Smack!—A bucketful of spray drenched the stores, and the wave ran hissing and creaming back under the counter of the blue-and-white boat. John Willie shouted rather crossly to Eesaac Oliver.

"Pull her up a bit, can't you, instead of standing there doing nothing!"

Eesaac Oliver started to life and obeyed. He was rather a fetcher and carrier for these more happily circumstanced boys, but privately he knew himself to be in some things their superior. To tell the truth, Eesaac Oliver knew just a lee-tle too much about what went on within himself, and communicated it just a lee-tle too readily to others. For he dropped no curtain; on the contrary, the windows of his soul were flung wide open. The experience of the world he had acquired at the school at Porth Neigr had already caused him to declare himself as being thenceforward powerfully on the side of the angels; and that ingenious educational exercise which consists of speaking extempore on any subject given only a moment ago had a lee-tle abnormally developed certain natural powers of expression which his race rarely lacks. Had Mrs. Maynard attempted to stroke Eesaac Oliver's hair (which was thick and black, and rose in a great lump in front, falling thence in a lappet over his pale forehead), he would either have cried "Apage!" or else, suffering the seduction, would have undergone torments of remorse afterwards.

Therefore it was with a meek dignity that Eesaac Oliver bore a hand with the boat, and then fell back and a little enviously watched again.

Then that crafty and stately piece of legerdemain of Belle's had its reward. In his rippling cream alpaca, there approached along the sands Mr. Morrell himself, and Belle's neck no longer resembled the pistil of an arum lily.

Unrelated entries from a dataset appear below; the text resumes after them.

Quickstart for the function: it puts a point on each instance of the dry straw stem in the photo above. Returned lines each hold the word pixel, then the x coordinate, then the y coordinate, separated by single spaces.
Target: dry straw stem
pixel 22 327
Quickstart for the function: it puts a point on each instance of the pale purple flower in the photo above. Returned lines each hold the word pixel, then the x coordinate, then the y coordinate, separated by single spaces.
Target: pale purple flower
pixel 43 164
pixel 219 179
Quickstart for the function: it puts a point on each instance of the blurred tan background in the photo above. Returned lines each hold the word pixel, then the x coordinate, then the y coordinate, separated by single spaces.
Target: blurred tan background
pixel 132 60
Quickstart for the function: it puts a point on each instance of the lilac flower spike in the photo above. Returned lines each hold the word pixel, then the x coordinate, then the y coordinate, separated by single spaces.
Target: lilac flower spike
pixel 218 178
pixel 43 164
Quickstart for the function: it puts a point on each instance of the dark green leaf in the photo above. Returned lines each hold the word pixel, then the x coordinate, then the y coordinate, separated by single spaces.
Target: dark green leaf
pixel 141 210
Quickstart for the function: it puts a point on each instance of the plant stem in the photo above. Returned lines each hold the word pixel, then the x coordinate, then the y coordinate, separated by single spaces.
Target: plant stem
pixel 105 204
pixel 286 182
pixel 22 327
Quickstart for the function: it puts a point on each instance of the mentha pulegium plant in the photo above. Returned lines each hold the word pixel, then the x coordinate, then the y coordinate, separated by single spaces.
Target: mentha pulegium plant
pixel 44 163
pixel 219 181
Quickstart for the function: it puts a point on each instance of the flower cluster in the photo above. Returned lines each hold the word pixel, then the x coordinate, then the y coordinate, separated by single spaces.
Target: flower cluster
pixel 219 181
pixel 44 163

She bent ingratiatingly forward; as if a key had clicked, a dazzling smile cut her face into two; and after a jocular word or two Mr. Morrell bore her off, Ynys following. Let us follow too.

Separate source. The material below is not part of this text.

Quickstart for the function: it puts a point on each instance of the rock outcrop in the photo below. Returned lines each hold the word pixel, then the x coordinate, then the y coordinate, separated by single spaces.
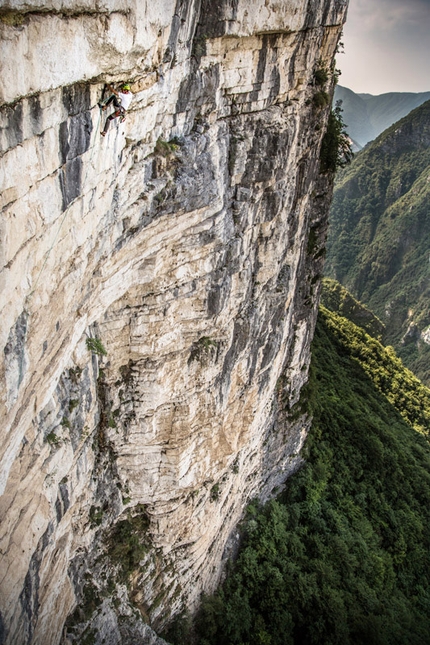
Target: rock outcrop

Do look at the contrast—those summer things, and the two wanderers in whom all the seasons are ingrained; carefully veiled and sunburn-cured complexions, and these other vagrants, brown as the upturned earth; the indefatigable maintenance of artificial attitudes even before one another, and the grave ease of the child, the deliberate gesture with which the mother looses as it were in the sheath the only weapon she has against the world.... Frith's "Derby Day?" Yes, it is a little like it; but listen. Mrs. Maynard, with a sparkling glance about her that says "Mum," has slipped off her wedding-ring, and Belle has taken her hand. It is slim as a glove that has never been put on, and Mrs. Maynard intends to trip Belle if she can.

So, when Belle begins to promise Mrs. Maynard a husband who shall be such-and-such, there are winks and glances and nudges, as much as to say that now they are going to have some fun, and Mr. Morrell says, "Here, ho'd on a bit, mother—how do you know she isn't married?"

If Belle shows the knife for a moment, she does it so delicately that nobody notices it.

"If the prit-ty lady was married, her man he srink a ring upon her finger, red-hot, as they srink a tyre on a cart-wheel," Belle replies; and the reading of Mrs. Maynard's palm continues.

Mrs. Lacey, a pale blue hollyhock, looks as if she pooh-poohed the whole thing; but inwardly she is a-tremble with eagerness to have the fortunes of her two daughters told. As it happens, no sooner is Mrs. Maynard's hand dropped than Mr. Morrell, who happens to be standing next to June, catches her by the arm.